But Donna Matilde’s appetite did not return, and try as the pharmacist might with a variety of differently colored powders, the result was always the same. In fact, when Donna Matilde finally noticed changes in the taste of the water, she decided not to drink anymore, but only to wet her lips with a handkerchief. At this point, Fofò La Matina, too, had to throw up his hands in front of ’Ntontò, who had no tears left to cry.

Don Filippo sat in front of his fireplace, glorying in his creation as if he had built the royal palace of Caserta, and warming himself up with Trisina on his lap. It was early evening. Maddalena had already gone to bed, duly drugged, so there was no danger of surprises. The surprise came instead when the marchese heard someone calling him from the yard.

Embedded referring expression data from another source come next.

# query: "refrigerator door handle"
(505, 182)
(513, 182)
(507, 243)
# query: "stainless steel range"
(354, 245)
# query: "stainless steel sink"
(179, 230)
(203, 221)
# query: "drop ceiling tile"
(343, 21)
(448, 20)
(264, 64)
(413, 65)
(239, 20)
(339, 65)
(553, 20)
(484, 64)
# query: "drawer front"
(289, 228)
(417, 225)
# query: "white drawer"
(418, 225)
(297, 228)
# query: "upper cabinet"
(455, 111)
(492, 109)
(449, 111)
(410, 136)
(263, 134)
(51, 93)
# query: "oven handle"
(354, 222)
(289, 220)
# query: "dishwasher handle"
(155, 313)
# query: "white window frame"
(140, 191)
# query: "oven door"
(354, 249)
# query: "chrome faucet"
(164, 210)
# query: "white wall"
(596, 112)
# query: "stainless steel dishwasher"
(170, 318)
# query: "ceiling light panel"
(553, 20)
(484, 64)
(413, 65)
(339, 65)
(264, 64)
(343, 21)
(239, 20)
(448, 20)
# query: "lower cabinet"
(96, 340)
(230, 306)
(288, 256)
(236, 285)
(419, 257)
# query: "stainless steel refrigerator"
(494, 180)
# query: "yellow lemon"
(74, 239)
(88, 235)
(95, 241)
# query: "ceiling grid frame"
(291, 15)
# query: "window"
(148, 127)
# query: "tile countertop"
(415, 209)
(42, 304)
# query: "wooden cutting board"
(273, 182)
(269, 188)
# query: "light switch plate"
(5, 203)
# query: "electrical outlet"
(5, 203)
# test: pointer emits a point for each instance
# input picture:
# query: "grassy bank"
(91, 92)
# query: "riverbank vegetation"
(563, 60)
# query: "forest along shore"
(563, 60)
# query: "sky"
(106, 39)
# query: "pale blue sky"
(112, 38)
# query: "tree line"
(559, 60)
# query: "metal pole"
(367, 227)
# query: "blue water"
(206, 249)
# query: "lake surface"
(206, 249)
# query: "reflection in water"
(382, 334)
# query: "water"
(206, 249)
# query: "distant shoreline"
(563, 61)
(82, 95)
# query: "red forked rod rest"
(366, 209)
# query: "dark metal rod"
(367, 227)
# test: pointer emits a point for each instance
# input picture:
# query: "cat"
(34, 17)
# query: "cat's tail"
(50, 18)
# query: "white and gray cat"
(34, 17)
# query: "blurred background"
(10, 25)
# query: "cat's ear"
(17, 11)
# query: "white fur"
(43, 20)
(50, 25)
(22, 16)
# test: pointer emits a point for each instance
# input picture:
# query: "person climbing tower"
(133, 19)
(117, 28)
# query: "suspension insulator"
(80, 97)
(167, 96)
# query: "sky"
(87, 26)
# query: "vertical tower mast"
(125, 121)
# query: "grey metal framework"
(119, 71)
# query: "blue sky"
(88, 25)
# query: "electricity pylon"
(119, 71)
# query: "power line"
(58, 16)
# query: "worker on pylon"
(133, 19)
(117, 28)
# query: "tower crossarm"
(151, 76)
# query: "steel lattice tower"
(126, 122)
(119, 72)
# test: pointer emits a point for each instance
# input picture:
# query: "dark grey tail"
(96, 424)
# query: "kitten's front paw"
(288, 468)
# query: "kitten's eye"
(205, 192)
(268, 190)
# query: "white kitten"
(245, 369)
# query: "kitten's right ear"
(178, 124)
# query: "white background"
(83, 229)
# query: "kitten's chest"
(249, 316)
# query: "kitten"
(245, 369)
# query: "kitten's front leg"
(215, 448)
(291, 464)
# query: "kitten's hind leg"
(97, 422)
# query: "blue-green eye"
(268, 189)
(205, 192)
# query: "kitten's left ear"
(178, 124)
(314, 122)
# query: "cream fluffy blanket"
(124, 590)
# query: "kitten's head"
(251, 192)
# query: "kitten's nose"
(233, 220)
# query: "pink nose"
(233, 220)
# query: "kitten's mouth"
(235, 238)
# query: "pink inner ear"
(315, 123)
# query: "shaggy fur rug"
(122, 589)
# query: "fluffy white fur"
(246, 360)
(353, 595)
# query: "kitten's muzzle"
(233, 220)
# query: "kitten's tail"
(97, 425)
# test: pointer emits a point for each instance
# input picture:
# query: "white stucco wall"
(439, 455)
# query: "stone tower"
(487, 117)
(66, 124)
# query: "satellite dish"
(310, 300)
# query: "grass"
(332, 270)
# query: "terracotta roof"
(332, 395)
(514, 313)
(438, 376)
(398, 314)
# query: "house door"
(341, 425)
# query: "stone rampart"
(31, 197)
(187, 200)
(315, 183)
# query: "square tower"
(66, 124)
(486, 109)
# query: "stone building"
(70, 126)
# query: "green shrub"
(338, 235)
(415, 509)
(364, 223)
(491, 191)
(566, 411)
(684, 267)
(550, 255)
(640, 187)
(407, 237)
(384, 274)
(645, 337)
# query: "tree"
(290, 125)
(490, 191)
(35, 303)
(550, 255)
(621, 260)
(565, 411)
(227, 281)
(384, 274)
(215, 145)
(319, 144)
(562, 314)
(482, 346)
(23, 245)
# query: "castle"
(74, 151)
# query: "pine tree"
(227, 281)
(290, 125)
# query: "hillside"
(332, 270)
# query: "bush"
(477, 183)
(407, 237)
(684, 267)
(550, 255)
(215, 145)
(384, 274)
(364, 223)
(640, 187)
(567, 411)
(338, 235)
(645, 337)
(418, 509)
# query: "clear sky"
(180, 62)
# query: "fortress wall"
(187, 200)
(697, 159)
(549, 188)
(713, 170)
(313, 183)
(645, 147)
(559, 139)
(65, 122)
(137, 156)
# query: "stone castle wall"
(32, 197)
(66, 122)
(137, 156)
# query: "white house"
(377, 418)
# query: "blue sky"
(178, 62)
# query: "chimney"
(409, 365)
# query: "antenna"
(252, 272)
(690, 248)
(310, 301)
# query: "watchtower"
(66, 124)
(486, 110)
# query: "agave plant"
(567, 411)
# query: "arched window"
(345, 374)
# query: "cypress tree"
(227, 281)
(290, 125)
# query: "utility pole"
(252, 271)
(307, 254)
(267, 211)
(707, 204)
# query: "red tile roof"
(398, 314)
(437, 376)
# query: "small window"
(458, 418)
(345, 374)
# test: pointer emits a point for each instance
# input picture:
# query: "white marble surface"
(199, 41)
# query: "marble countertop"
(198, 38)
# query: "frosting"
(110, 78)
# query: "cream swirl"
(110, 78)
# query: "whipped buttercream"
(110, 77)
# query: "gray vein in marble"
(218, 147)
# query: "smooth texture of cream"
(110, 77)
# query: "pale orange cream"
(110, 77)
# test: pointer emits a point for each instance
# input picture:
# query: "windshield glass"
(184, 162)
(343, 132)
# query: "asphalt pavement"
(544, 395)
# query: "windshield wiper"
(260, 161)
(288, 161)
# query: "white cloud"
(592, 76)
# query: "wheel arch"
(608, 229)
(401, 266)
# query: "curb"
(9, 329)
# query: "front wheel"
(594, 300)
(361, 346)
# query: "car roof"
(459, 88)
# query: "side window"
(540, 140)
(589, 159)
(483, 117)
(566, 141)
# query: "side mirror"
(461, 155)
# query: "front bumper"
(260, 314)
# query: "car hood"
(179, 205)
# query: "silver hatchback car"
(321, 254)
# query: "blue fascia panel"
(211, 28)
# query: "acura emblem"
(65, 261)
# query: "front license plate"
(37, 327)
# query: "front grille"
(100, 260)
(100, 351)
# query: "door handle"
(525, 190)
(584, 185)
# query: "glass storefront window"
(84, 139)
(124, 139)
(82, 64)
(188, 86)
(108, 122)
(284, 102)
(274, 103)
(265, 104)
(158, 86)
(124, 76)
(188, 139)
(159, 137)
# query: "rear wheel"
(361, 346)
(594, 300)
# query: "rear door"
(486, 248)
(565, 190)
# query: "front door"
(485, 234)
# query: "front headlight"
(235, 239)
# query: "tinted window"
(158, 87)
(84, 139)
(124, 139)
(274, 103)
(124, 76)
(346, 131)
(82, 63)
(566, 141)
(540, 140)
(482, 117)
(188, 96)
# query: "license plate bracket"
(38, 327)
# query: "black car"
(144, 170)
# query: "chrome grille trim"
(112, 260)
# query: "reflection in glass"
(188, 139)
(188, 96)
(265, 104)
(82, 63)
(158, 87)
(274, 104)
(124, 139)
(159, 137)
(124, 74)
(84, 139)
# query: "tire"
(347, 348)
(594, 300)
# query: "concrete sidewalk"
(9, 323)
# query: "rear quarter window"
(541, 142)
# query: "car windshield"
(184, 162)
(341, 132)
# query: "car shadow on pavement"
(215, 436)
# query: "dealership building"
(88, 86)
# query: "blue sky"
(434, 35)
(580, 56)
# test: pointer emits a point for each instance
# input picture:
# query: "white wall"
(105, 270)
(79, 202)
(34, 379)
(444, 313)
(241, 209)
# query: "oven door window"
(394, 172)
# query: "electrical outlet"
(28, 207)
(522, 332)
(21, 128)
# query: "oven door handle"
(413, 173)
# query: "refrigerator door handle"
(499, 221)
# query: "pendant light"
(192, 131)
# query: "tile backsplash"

Armed with a rifle, he cautiously opened the window and shutters.

“It’s me, sir. Mimì.”

“What is it?”

“You must come into town. I brought the caleche. The signora marchesa is dying.”

They left, with Mimì blindly lashing the horse all the way.

“I’m afraid we’ll be too late.”

When he entered his wife’s bedroom, the marchese was immediately shot in the middle of the forehead by a dirty look from Father Macaluso, who was reciting prayers accompanied by ’Ntontò and Peppinella, who were kneeling at the foot of the bed.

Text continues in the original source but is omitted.